I – Les régimes constitutionnels d'exception

La Constitution du 4 octobre 1958 prévoit deux régimes d’exception : l’état de siège (A) et les pleins pouvoirs du président de la République en vertu de son article 16 (B).

A - L'état de siège

A partir de la Révolution française et tout au long du XIXe siècle, la France connut de nombreux mouvements populaires, voire révolutionnaires, et des guerres. Pour y faire face, les pouvoirs publics ont créé le régime de l’état de siège par la loi du 9 août 1849. Il s’agit d’un régime s’appliquant « en cas de péril imminent résultant d’une guerre étrangère ou d’un insurrection à main armée ». La constitution de la Ve République le reprit en son marbre à l’article 36. Ce court article prévoit que l’état de siège est décrété en Conseil des ministres et qu’il doit être autorisé par le Parlement au-delà de douze jours. Le Code de la Défense de 2004 précise certaines dispositions.
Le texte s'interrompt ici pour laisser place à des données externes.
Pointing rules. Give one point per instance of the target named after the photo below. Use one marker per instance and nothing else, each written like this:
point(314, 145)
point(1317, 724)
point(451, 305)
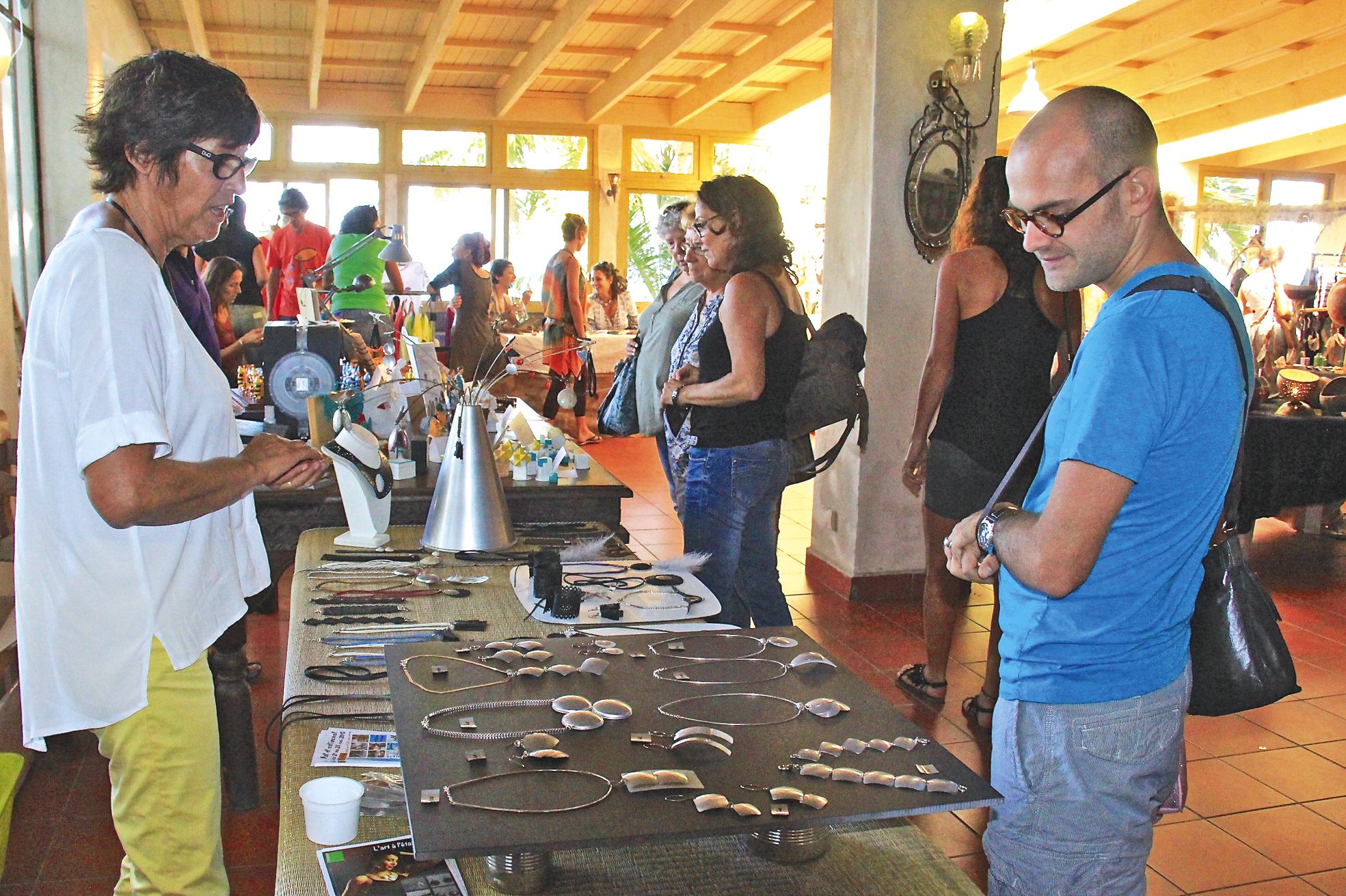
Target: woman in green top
point(350, 301)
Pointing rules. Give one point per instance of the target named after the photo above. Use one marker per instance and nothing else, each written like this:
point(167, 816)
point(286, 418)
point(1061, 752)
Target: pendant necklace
point(453, 801)
point(675, 646)
point(820, 707)
point(770, 670)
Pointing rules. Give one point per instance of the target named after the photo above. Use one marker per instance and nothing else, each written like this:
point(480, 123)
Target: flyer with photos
point(349, 747)
point(388, 868)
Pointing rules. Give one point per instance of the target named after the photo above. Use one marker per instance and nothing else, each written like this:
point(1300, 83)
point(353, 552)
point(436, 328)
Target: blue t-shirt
point(1154, 396)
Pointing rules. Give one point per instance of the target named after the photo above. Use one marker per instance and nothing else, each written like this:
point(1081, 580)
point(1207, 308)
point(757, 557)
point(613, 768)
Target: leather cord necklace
point(163, 272)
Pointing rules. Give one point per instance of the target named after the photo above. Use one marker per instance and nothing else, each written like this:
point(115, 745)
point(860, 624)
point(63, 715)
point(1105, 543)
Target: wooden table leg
point(233, 714)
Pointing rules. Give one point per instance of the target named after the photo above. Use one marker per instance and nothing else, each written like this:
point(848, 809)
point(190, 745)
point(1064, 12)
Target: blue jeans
point(1083, 787)
point(730, 512)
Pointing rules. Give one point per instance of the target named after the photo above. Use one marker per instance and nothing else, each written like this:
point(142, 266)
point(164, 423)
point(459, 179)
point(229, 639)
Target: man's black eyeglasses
point(1055, 225)
point(225, 165)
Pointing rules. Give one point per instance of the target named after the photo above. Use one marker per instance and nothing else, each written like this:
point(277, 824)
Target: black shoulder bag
point(1239, 657)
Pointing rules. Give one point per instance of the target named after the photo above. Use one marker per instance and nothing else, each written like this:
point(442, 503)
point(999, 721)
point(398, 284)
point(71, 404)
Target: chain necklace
point(571, 719)
point(820, 707)
point(508, 673)
point(448, 791)
point(679, 675)
point(675, 646)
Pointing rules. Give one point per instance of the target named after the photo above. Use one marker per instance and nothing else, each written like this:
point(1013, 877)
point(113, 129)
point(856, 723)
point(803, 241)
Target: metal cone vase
point(469, 511)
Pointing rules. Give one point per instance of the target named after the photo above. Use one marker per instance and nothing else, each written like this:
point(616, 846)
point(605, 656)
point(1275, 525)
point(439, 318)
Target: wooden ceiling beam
point(315, 50)
point(798, 93)
point(1267, 36)
point(1157, 34)
point(440, 23)
point(544, 50)
point(788, 38)
point(1243, 108)
point(1321, 159)
point(668, 42)
point(1274, 151)
point(196, 27)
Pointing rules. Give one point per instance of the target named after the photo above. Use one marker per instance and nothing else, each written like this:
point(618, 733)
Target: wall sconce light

L’état de siège transfère à l’armée certains pouvoirs de police normalement dévolus aux autorités civiles. Il étend les pouvoirs de police des autorités militaires sur quatre points particuliers : perquisition du domicile de jour comme de nuit, éloignement des non-résidents de certaines zones, remise des armes et munitions, et interdiction de publications et de réunions pouvant provoquer des désordres. Les tribunaux militaires deviennent compétents pour les crimes et délits commis contre la sûreté de l’Etat.

L’état de siège a été déclaré à plusieurs reprises en France. Il l’a été pour la guerre contre la Prusse en 1870, au moment de la Commune ou encore durant les deux guerres mondiales.

Le Conseil d’Etat – compétent en ces circonstances -, lorsqu’il contrôle les mesures prises dans le cadre de l’état de siège, effectue un contrôle de proportionnalité pour établir si les atteintes portées à certaines libertés sont justifiées par les circonstances (CE, 28 février 1919, Dames Dol et Laurent).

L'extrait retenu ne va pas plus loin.